There is a small wildcard chance that Florence could miss the expected landfall zone either N or S of the NC coast. A S miss of that area would mean more impact for GA/SC. A N miss would bring Delmarva and at least part of NJ into the equation. This small wildcard is probably a 10-20% chance. Otherwise there is an 80% chance that New Jersey is spared from direct Florence impacts (if landfall occurs between the anticipated coastline of NC. A bad sign would be if Florence intensified faster than the already rapid-intensification expectation.

What’s becoming interesting to me is the possible gale wind (non-tropical) in the Sunday-Tuesday period as the remnants of Florence finally get picked up by the jet stream. The most concerning aspect of this would be the prolonged onshore flow between this Thursday and next Tuesday. That could present serious coastal flooding problems and needs to be watched.

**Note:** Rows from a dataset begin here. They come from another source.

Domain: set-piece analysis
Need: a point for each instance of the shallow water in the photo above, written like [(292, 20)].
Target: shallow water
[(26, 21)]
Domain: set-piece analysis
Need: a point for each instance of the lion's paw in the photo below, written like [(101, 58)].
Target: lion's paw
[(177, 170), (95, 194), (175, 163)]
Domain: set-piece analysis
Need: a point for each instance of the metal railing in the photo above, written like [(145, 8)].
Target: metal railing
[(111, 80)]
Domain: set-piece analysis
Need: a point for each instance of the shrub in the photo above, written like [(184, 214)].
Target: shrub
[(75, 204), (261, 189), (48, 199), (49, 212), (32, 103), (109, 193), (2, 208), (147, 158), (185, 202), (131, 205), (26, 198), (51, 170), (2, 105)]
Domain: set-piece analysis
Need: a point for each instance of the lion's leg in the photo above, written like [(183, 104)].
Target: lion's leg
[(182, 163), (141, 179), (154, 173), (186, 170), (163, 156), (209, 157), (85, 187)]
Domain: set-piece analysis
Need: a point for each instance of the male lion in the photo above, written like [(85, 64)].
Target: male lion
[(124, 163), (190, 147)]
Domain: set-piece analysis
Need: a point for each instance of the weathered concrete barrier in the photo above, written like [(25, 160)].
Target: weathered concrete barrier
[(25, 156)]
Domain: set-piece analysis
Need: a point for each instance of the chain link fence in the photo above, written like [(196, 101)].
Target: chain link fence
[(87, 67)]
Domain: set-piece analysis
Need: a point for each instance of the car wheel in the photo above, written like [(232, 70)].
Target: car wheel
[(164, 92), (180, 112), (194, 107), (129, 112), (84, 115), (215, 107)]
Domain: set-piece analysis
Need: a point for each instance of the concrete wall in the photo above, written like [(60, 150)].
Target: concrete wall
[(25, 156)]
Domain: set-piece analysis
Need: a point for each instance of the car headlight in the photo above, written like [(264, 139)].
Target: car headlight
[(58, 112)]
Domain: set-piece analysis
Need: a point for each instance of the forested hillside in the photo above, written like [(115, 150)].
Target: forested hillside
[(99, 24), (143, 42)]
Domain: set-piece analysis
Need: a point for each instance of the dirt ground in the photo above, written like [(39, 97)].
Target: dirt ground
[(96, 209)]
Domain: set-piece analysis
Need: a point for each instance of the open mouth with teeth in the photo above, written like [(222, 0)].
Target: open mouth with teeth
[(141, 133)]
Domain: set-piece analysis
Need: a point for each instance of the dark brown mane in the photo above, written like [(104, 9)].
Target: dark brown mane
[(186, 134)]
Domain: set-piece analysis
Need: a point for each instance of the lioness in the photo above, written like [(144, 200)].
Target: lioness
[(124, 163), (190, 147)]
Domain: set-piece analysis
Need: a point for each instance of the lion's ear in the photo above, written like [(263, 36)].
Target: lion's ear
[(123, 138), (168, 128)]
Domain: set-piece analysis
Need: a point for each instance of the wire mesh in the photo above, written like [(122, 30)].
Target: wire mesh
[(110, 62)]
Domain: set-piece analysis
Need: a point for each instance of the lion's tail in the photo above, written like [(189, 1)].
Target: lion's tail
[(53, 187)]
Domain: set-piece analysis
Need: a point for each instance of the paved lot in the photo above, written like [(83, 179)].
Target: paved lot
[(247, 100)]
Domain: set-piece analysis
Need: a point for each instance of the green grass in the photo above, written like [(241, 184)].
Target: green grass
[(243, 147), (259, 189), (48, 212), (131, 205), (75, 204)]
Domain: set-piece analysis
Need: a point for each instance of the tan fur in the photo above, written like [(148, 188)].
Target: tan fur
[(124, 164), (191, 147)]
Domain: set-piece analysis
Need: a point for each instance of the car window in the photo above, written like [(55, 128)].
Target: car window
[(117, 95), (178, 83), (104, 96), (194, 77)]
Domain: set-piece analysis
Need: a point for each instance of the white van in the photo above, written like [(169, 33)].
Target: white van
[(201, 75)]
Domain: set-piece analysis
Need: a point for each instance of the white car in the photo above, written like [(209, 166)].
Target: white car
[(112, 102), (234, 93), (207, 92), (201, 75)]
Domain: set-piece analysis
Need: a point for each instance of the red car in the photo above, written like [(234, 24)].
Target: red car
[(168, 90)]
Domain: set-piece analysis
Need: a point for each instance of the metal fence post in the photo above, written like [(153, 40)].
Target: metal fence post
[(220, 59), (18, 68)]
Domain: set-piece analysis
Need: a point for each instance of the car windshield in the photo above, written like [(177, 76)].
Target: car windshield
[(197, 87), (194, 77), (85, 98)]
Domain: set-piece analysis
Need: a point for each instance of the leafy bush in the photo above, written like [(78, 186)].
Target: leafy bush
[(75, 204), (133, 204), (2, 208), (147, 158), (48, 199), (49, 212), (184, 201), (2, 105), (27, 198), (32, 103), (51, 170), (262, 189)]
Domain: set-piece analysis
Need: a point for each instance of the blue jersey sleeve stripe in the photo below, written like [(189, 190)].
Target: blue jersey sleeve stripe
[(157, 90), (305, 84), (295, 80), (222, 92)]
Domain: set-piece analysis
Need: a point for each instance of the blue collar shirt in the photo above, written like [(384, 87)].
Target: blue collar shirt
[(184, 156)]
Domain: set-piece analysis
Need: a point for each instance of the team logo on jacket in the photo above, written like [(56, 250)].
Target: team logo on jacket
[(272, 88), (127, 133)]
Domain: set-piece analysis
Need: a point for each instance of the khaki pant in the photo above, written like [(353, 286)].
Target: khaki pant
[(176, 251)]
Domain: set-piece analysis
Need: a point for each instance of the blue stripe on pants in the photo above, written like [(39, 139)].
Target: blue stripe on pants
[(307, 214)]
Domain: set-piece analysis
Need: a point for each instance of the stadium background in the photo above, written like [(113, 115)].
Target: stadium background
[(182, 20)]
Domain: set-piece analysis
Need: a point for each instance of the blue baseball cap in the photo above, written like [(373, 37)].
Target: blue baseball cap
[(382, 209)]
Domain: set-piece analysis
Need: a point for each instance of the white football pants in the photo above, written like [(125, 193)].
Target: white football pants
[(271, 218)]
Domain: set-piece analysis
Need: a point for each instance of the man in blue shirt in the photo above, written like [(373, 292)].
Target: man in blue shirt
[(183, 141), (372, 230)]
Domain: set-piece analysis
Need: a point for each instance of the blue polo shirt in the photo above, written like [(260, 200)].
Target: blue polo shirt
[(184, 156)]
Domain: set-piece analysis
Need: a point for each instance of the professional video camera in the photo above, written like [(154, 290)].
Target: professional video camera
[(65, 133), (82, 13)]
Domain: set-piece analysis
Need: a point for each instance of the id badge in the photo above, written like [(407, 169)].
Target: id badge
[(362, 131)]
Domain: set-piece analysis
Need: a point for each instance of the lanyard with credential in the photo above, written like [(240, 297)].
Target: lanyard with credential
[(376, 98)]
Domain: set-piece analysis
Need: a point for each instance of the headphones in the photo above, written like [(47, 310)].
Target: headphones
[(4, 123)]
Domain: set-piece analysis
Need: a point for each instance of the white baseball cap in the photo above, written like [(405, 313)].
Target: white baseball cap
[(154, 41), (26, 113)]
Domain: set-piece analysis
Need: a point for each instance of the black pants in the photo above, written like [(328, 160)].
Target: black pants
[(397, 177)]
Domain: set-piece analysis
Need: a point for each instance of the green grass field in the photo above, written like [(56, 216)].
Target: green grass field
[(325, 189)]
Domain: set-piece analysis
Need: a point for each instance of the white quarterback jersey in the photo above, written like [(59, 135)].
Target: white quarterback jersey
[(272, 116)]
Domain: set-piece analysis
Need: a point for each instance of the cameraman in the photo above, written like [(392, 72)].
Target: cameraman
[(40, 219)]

After Tuesday, all of NJ would likely be looking at crisp fall-like conditions with a dominating N wind wrapping in behind the departing system.

In English: Florence will likely make landfall in the coastal NC region between Bald Head Island and Cape Hatteras on Thursday.

What does this mean for New Jersey? 

For the weekend it means partly-to-mostly cloudy skies with possibly some light precipitation, pesky onshore flow (felt more at the coast than inland) but possibly moderate-to-major coastal flooding for Delaware Bay and Atlantic Ocean-facing NJ coasts. Rain, wind and coastal flooding concerns could now increase for the Sunday-Tuesday period should the remnants of Florence take a close pass to NJ when departing. This would come in the form of a gale, not a tropical core system. The rain and or wind would be run of mill but the extended period of onshore flow-driven flooding would not be good for coastal interests. Just to repeat what I mentioned above, there is still a super-small chance of track surprise. Any surprises that take this current NJ forecast downward will be blasted out publicly as soon as identified. Otherwise I’m 80%/20% on NJ spared/NJ hit.

What does this mean for SC/NC/Virginia?

This would likely be a dangerous/catastrophic/dangerous scenario for SC/NC/Virginia between Thursday and Friday…flooding rain, damaging winds and historic flooding. Intensity could range from a category 3 to 5 major hurricane upon landfall.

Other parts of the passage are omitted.